Sexual Sadism Disorder
recurrent, intense sexually arousing urges, fantasies, or behaviors that involve inflicting psychological or physical pain on another individual. Themes of dominance, control, and humiliation.
Sexual Masochism Disorder
recurrent, intense sexually arousing urges, fantasies, or behaviors involving the act of being humiliated, beaten, bound, or otherwise made to suffer.
Gender Dysphoria
discomfort with one's sexual-relevant physical characteristics or with one's assigned gender.
Rape
Feminists thought it was motivated by aggression and wanting to dominate and humiliate victim. Research shows it is mostly motivated by sex and attraction to young victims. Many have multiple paraphilias.
Sociocultural Influences on Sexual Practices and Standards
-Universal taboos against incest
-degeneracy theory- semen is necessary for physical and sexual vigor in men and for masculine characteristics (shouldn't masturbate).
-ritualized homosexuality in Melanesia- semen is important and young males practice semen exchange until after puberty.
-Homosexuality removed from DSM in the 70s.
Schizophrenia
characterized by an array of diverse symptoms, including extreme oddities in perception, thinking, action, sense of self, and manner of relating to others.
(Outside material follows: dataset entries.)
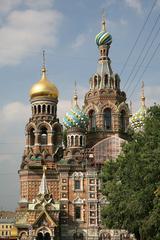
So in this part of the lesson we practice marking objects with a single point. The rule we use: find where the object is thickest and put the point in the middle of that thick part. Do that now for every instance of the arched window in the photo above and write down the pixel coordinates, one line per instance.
(72, 141)
(81, 141)
(35, 109)
(95, 82)
(43, 136)
(39, 108)
(43, 108)
(32, 137)
(76, 141)
(48, 109)
(92, 119)
(39, 236)
(47, 236)
(107, 119)
(106, 80)
(123, 120)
A significant loss of contact with reality (psychosis).
Typical Characteristics of Schizophrenia
-prev. .7%
-higher risk of developing if father was older than 45 at time of birth
-begin in late adolescence and early adulthood
Delusion
an erroneous belief that is fixed and firmly held despite clear contradictory evidence. A disturbance in the content of thought.
Hallucination
sensory experience that seems real to the person having it, but occurs in the absence of any external perceptual stimulus.
Positive Symptoms of Schizophrenia
-reflect an excess or distortion in a normal repertoire of behavior and experience, such as delusions and hallucinations.
Negative Symptoms of Schizophrenia
-reflect and absence or deficit of behaviors that are normally present.
-flat-affect (blunted emotional expressiveness)
-alogia (little speech)
-avolition (inability to initiate or persist in goal-directed activities)
-asociality
-apathy
-anhedonia
Schizoaffective Disorder
-have features of schizophrenia and severe mood disorder.
-psychotic symptoms and changes in mood
Schizophreniform Disorder
schizophrenia-like psychoses that last at least a month but do not last for 6 months and so do not warrant a diagnosis of schizophrenia.
Etiology of Schizophrenia
-genetic and heritable
-higher in identical twins than fraternal or ordinary siblings.
-adopted children from mother's with schizophrenia are way more likely to develop than adopted children with no mother with the disorder (no environmental factors).
-growing up in an urban setting increases risk
-cannabis use linked to developing schizophrenia
Treatment of Schizophrenia
-antipsychotics (block access of dopamine)
-family therapy (help improve coping and problem solving skills and enhance communication skills).
-CBT (decrease intensity of positive symptoms, reduce relapse, and decrease social disability. Explore nature of delusions and hallucinations compared to reality).